My buddy Dave Atkinson sent me an article from MIT’s Technology Review – scientists have discovered a way to use strands of DNA woven into fibers to make very bright white light by doping some DNA with fluorescent dyes and weaving it into a nanofiber of sorts. The DNA nanofiber is then wrapped around an ultraviolet LED – the DNA material absorbs ultraviolet waves of light and fluoresces different wavelengths of light (blue, white, or orange) according to the combination of dyes doped on the DNA. How cool is that?

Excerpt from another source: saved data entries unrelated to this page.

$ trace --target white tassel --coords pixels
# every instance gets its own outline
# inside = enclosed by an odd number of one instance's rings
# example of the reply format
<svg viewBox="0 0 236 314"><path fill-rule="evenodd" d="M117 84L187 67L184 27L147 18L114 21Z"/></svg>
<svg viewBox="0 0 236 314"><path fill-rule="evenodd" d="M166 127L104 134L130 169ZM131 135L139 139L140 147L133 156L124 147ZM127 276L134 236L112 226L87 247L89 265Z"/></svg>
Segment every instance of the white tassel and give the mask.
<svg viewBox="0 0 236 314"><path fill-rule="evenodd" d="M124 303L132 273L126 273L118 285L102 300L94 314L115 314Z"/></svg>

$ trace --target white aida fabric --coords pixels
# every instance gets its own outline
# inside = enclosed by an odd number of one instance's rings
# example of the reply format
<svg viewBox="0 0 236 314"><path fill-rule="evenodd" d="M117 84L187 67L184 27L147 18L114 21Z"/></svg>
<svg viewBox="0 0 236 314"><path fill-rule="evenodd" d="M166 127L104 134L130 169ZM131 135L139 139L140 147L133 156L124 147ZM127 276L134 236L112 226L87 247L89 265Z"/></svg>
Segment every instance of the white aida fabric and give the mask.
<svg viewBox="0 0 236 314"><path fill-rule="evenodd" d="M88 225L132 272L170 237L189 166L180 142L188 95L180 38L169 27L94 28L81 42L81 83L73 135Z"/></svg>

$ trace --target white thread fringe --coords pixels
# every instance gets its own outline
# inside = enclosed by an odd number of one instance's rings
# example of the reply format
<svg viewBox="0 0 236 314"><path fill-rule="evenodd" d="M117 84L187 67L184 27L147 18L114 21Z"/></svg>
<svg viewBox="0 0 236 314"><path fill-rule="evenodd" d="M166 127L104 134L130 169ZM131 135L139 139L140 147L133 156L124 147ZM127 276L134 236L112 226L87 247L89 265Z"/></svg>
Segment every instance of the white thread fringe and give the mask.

The whole light emitting process is based on energy transfer. From the way I understand it, energy is transferred between the different dyes that are doped onto the DNA. Also, if that wasn’t complicated enough, the dyes will only exchange energy if they are the right distance apart, some distance between 2 and 10 nanometers. When the UV LED is shone onto the DNA fiber, one of the dyes will emit blue wavelengths of light; if the two dye molecules are the correct distance apart, the other dye will then absorb some of the blue energy and emit orange wavelengths of light.
Who got that?
From the article:
By changing the ratio of the two dyes, the researchers can alter the combined color of light that the material gives off. Varying the amount of dye also lets them make finer tweaks. For example, by increasing the proportion of dye in the DNA from 1.33 percent to 10 percent, they can change the white light from cool to warm. “As you go across the white spectrum, if you want a soft yellow-type light or blue-type light, you can get these very easily with the DNA system,” Sotzing says.
Okay – this is very interesting. I am also not a biological/chemical engineer, so my queries are only as intelligent as the things I have come to understand. My question would be about energy loss between the three materials – I have to believe that there are some photons lost between the transfer from UV to blue and to orange, right? Aaron Clapp, one of the scientists working on this at Iowa State University, also brings up an interesting point – he calls it “overly dramatic,” to quote the man:
“It’s really very cool [work], and I think that it has practical promise,” says Aaron Clapp, a professor of chemical and biological engineering at Iowa State University. “[But] it seems like an overly dramatic way of doing it.”
Clapp speculates that instead of relying on energy transfer between the two fluorescent dyes, you could just change their ratios and get the colors you want.
However, each dye would then require a different input energy source as opposed to just one UV source, Sotzing points out. What’s more, energy transfer between two dyes gives better control over the color of the output light.
Walt says that it may be possible to use the first dye to transfer energy to multiple dyes and get an even wider range of colors. “The results reported here suggest DNA-[energy transfer] light emitters are promising,” Walt says, “but the ultimate utility will depend on factors such as lifetime and power efficiency.”
I love it when we come up with novel ways to use light. Now we’re using the delicious DNA of the salmon to make blue and orange light. Next up: roast beef sandwiches that light up my landscape lighting.